2026/03/02 10:19

コーヒー選びが楽しくなる「精製」のお話

みなさん、こんにちは。 QC COFFEEの ようへいです。

コーヒー豆のパッケージに書いてある「エチオピア」や「ブラジル」といった国名。

実はその横に、味を決定づける「もう一つの重要な言葉」が隠れているのをご存知でしょうか?それが、「Process(精製)」です。

「コーヒーの味の違いがイマイチわからない…」 そんな方にこそ知ってほしい、コーヒーの個性を決める魔法の工程。 今回は、最もファンが多い「ナチュラル(Natural)」についてお届けします。

1. 「精製」は、コーヒーの「脱ぎ方」のこと

コーヒーの実は、見た目も味もサクランボにそっくりなフルーツです。 私たちが普段見ている「コーヒー豆」は、その中心にある「種」の部分。

この「実」から「種」を取り出す工程を【精製(プロセス)】と呼びます。 どうやって脱がせるか(取り出すか)で、コーヒーの味は劇的に変わるのです。

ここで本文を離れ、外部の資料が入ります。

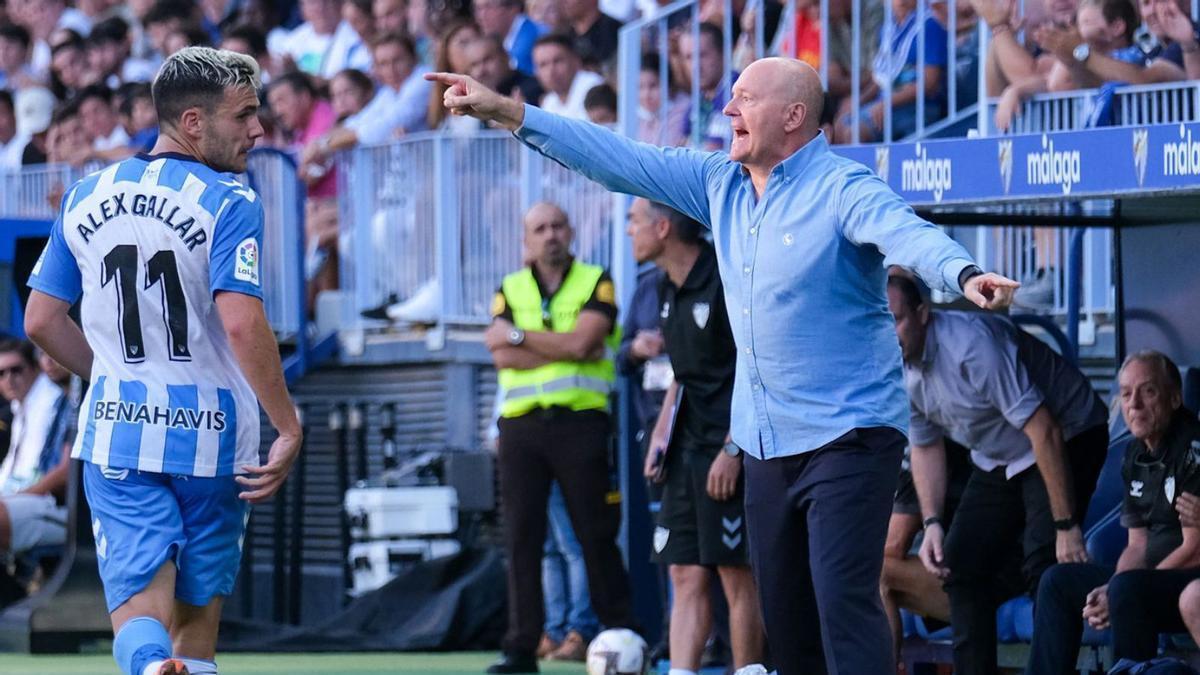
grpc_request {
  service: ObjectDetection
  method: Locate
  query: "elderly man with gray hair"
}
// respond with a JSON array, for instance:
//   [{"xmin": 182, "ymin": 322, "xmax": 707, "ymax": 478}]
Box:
[{"xmin": 1026, "ymin": 351, "xmax": 1200, "ymax": 675}]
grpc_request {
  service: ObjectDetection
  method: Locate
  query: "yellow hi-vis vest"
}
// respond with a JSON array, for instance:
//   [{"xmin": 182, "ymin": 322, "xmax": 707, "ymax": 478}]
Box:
[{"xmin": 498, "ymin": 262, "xmax": 618, "ymax": 417}]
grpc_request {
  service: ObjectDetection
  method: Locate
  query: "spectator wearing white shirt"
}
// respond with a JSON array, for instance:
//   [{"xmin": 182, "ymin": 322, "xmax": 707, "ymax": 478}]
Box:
[
  {"xmin": 0, "ymin": 339, "xmax": 71, "ymax": 555},
  {"xmin": 0, "ymin": 23, "xmax": 37, "ymax": 91},
  {"xmin": 12, "ymin": 86, "xmax": 55, "ymax": 166},
  {"xmin": 77, "ymin": 84, "xmax": 132, "ymax": 161},
  {"xmin": 301, "ymin": 32, "xmax": 433, "ymax": 165},
  {"xmin": 371, "ymin": 0, "xmax": 408, "ymax": 35},
  {"xmin": 84, "ymin": 17, "xmax": 158, "ymax": 89},
  {"xmin": 268, "ymin": 0, "xmax": 371, "ymax": 79},
  {"xmin": 8, "ymin": 0, "xmax": 91, "ymax": 77},
  {"xmin": 472, "ymin": 0, "xmax": 546, "ymax": 74},
  {"xmin": 0, "ymin": 89, "xmax": 29, "ymax": 172},
  {"xmin": 533, "ymin": 34, "xmax": 604, "ymax": 120},
  {"xmin": 343, "ymin": 0, "xmax": 377, "ymax": 69}
]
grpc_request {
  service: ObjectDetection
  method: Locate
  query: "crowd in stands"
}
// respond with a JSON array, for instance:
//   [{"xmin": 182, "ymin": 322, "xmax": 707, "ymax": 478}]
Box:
[
  {"xmin": 0, "ymin": 0, "xmax": 1200, "ymax": 673},
  {"xmin": 0, "ymin": 0, "xmax": 1200, "ymax": 307}
]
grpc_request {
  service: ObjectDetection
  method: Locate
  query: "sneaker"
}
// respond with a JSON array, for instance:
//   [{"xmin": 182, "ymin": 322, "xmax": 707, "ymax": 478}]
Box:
[
  {"xmin": 158, "ymin": 658, "xmax": 187, "ymax": 675},
  {"xmin": 538, "ymin": 633, "xmax": 559, "ymax": 658},
  {"xmin": 487, "ymin": 652, "xmax": 538, "ymax": 674},
  {"xmin": 546, "ymin": 631, "xmax": 588, "ymax": 663},
  {"xmin": 359, "ymin": 293, "xmax": 400, "ymax": 321}
]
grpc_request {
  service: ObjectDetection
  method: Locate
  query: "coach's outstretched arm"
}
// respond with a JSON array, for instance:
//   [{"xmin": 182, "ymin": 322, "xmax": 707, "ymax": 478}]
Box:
[
  {"xmin": 214, "ymin": 292, "xmax": 302, "ymax": 502},
  {"xmin": 425, "ymin": 72, "xmax": 728, "ymax": 226}
]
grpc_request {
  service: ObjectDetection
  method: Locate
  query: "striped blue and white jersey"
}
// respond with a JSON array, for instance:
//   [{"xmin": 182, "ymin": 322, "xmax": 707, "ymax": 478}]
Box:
[{"xmin": 29, "ymin": 154, "xmax": 263, "ymax": 477}]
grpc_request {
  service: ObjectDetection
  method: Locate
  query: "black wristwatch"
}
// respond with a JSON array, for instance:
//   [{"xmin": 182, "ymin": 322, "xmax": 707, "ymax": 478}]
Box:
[{"xmin": 959, "ymin": 265, "xmax": 983, "ymax": 291}]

2. 「ナチュラル(乾式)」は、果実の旨みを閉じ込める

「ナチュラルプロセス」を一言でいうと、 【収穫した実を、そのままお日様の下で天日干しにする】 という、古くから続く贅沢な方法です。

・工程: 実がついたまま、じっくり乾燥させます。

・ポイント: 乾燥させている間に、果肉の甘みや香りが、中の「種」にギュ〜ッと凝縮されていきます。

いわば、「コーヒー豆を果肉の中で熟成発酵させている」状態。 だから、フルーツのような強い甘みがダイレクトに伝わる味になるんです。


3. 他とどう違う?「ナチュラル」の味

一般的な「ウォッシュド(水洗式)」という、水で綺麗に洗ってから乾かす方法に比べ、ナチュラルにはこんな特徴があります。

・香り: ベリー、完熟した桃、時には赤ワインのような芳醇さ

・質感: とろりとした、濃厚な口当たり

・後味: チョコレートやドライフルーツのような甘い余韻

「コーヒーは苦い飲み物」という常識を覆すような、驚きの体験をさせてくれるのがナチュラルの魅力です。

4. 今日から使える「選び方のヒント」

これから豆を選ぶときは、ぜひラベルの横の「Natural」という言葉を探してみてください。

★こんな時に「ナチュラル」がおすすめ

・フルーティーな香りでリラックスしたい。

・砂糖を入れなくても「甘み」を感じたい。

・週末、ワインを楽しむようにゆっくり味わいたい。

一つ知識が増えるだけで、いつものコーヒー選びがもっと面白くなりますよ。